At a symposium about teaching projects on our campus, one group of faculty presented a set of projects they had done that involved giving students control over course design issues. The projects had grown out of a reading group that studied When Students Have Power by Ira Shor. The faculty presenters said that they let students design the syllabus and that the students typically created a rigorous course that was enhanced by the student ownership. I think I’m a student- and learning-centered teacher, but I’m also a teacher who has determined essentially all the course structure. So a few days before classes started, I decided NOT to spend my last few hours before the opening of the semester organizing, selecting, and deciding on syllabus issues, but to step (off a cliff?) into a world where students have power. Would chaos ensue if I gave students power in my general chemistry class?
The start of the semester in general chemistry felt unsettled as I went through the first few lectures without a syllabus. My strategy was to wait until students asked about some organizational issue and use that question as a segue to a discussion about what they wanted in the syllabus. At the end of three lectures, no one had asked about any organizational issue; they seemed oblivious to the potential for high drama that could occur with no agreement on course issues. I cracked first and told them of my intent to let them decide the major course structural issues. That first conversation was halting, dispersed, and punctuated with silences. We decided to drop it for a day and return to it during the next lecture. But once students got the idea, things began to move. We created a student committee to brainstorm suggestions, report to the class, and negotiate with me.
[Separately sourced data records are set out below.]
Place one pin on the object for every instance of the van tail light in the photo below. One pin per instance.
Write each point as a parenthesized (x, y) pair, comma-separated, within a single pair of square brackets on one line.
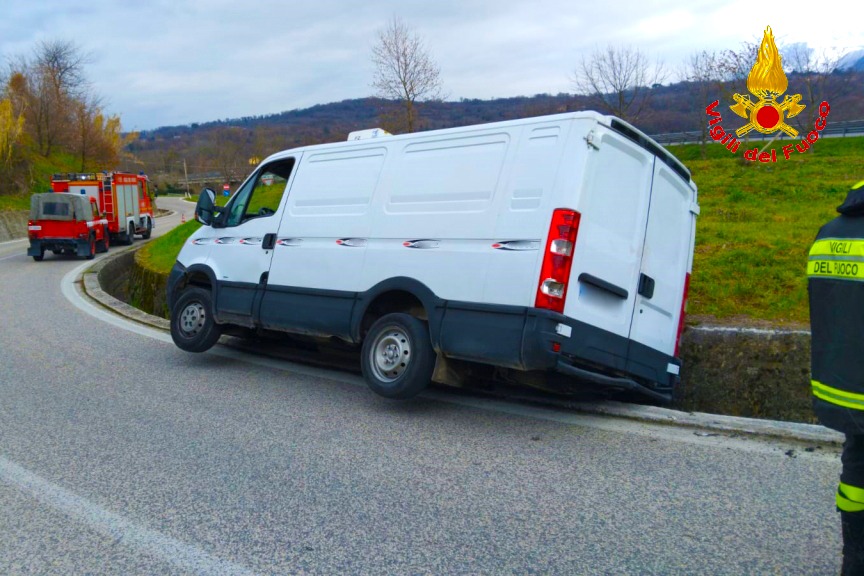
[(683, 314), (557, 260)]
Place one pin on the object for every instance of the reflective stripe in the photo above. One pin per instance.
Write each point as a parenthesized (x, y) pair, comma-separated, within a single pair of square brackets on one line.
[(852, 492), (837, 247), (850, 498), (838, 397), (832, 267)]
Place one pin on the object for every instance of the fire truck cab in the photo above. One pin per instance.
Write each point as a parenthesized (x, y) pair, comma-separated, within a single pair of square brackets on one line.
[(66, 224), (123, 198)]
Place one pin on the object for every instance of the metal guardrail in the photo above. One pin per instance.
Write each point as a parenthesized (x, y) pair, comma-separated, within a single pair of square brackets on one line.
[(832, 130)]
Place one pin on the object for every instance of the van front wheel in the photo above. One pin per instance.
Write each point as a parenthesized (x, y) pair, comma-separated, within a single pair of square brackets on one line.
[(192, 325), (397, 357)]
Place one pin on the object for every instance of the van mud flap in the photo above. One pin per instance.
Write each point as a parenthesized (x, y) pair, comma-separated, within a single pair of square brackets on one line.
[(616, 383)]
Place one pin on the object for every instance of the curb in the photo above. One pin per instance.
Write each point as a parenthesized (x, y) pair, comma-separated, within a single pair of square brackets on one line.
[(718, 423)]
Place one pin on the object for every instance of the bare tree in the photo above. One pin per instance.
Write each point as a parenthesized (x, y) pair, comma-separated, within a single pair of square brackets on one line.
[(404, 70), (619, 80), (46, 87), (703, 71)]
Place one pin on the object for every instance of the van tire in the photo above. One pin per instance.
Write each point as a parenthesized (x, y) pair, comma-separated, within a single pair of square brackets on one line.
[(192, 325), (397, 358)]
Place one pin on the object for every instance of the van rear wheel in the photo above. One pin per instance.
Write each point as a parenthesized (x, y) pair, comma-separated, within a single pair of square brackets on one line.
[(397, 358), (192, 325)]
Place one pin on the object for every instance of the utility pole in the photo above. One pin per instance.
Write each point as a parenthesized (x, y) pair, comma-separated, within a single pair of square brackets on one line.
[(186, 175)]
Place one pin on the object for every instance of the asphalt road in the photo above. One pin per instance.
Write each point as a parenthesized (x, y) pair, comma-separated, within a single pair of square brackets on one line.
[(121, 454)]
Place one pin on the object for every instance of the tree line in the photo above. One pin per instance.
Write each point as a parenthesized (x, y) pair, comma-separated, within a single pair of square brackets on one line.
[(51, 120), (50, 116)]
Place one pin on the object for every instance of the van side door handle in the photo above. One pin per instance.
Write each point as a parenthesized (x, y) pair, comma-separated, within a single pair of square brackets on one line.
[(269, 241), (646, 286)]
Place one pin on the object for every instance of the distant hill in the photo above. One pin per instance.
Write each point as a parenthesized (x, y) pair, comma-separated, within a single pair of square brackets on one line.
[(226, 146), (853, 61)]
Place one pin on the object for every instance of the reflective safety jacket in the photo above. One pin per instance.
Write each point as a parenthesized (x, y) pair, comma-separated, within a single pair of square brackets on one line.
[(835, 271)]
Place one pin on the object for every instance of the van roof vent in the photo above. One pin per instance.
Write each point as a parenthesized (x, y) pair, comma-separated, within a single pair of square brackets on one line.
[(367, 134)]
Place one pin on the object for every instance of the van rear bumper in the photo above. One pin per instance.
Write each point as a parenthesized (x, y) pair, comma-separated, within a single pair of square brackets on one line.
[(526, 338)]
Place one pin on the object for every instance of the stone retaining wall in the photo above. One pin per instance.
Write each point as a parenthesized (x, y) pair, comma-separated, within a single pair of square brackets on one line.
[(746, 372)]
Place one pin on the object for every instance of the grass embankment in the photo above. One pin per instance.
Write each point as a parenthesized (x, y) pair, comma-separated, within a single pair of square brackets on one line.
[(752, 237), (160, 254), (757, 223)]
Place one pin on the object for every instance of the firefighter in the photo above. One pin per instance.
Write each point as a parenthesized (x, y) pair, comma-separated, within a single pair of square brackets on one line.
[(835, 271)]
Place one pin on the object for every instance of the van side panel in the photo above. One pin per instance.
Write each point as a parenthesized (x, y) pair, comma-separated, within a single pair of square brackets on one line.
[(523, 210), (613, 202), (434, 213), (322, 237)]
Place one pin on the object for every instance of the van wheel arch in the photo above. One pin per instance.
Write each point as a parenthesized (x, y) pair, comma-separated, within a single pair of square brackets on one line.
[(195, 277), (397, 295)]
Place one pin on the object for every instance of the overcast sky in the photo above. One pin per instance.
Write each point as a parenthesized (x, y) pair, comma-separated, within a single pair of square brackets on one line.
[(166, 62)]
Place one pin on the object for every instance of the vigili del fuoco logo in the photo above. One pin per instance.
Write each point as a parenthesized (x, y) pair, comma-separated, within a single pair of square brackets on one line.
[(767, 114)]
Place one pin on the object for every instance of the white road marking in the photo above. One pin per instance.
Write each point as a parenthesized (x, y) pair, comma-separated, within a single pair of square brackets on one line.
[(112, 525)]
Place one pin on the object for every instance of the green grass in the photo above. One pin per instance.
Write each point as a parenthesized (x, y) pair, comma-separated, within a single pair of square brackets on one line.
[(752, 237), (15, 202), (160, 254), (757, 224)]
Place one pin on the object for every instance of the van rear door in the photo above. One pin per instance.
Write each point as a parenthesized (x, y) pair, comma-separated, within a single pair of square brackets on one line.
[(613, 204), (666, 259)]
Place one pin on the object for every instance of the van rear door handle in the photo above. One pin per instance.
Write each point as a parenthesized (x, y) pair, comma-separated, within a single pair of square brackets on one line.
[(269, 241), (646, 286), (603, 285)]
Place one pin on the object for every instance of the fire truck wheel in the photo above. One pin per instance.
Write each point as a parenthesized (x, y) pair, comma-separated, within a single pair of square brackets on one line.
[(192, 326), (92, 247), (397, 358)]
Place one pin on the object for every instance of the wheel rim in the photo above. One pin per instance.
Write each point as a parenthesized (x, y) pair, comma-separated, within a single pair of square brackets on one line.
[(192, 319), (391, 354)]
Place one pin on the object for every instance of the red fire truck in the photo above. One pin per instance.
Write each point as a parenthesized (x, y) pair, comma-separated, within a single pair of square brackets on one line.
[(66, 224), (124, 199)]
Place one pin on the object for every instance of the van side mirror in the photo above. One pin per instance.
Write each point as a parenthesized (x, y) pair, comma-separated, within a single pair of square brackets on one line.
[(206, 206)]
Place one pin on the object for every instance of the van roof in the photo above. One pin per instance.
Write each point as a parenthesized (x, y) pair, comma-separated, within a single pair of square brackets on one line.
[(616, 124)]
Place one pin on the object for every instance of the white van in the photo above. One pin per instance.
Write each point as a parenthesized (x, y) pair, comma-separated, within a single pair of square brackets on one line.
[(555, 244)]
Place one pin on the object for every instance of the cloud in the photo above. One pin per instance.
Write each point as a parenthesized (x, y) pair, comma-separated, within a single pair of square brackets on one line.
[(182, 61)]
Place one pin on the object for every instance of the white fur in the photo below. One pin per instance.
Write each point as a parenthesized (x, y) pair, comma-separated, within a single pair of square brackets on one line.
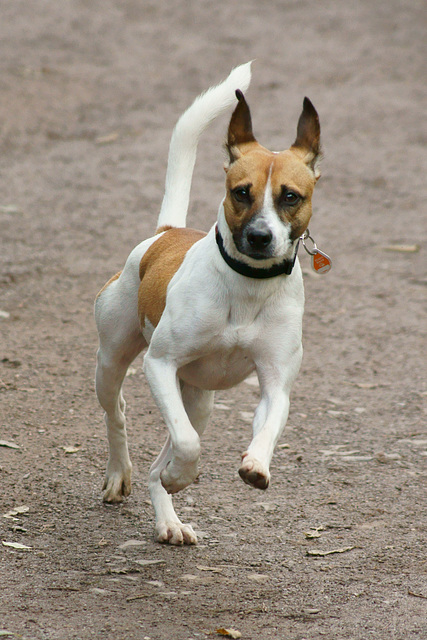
[(183, 145), (216, 329)]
The committee’s first act was to name themselves the “Squadron.” We hashed out a syllabus over a couple of weeks, using suggestions that came from students. The final syllabus wasn’t greatly different from the usual, but the students negotiated all aspects, e.g., late homework policy, number of quizzes and exams, and exam formats, and voted to approve the syllabus as a class. I continued to have weekly discussions with the Squadron that covered a range of course organizational topics. Squadron members became an open communication channel between me and the rest of the class. Requests from students started small, like which days assignments would be due, but as the semester passed they became larger, like the inclusion of multiple-choice exam questions. We negotiated a system in which students could opt to write a paper instead of taking one of the one-hour exams (about five students actually did so). It was a stretch for me to honor a persistent request for extra credit, but I made the stretch and, for the first time ever, gave extra-credit assignments in lecture and lab. The negotiated extra-credit system, while still not a big hit with me, enabled diligent students to raise their letter grades by a fraction and seemed to provide a large morale boost as the semester played out, something I appreciated.
So who is playing first in my course: me or my students? For years, I have tried to encourage students to take responsibility for their own learning. However, I’ve done it by saying that they should do it rather than by empowering them to do so. This experiment with letting students have significant say in decisions about course structure has led me to believe that empowering students to make decisions about the course is a great way to get them to take responsibility for it.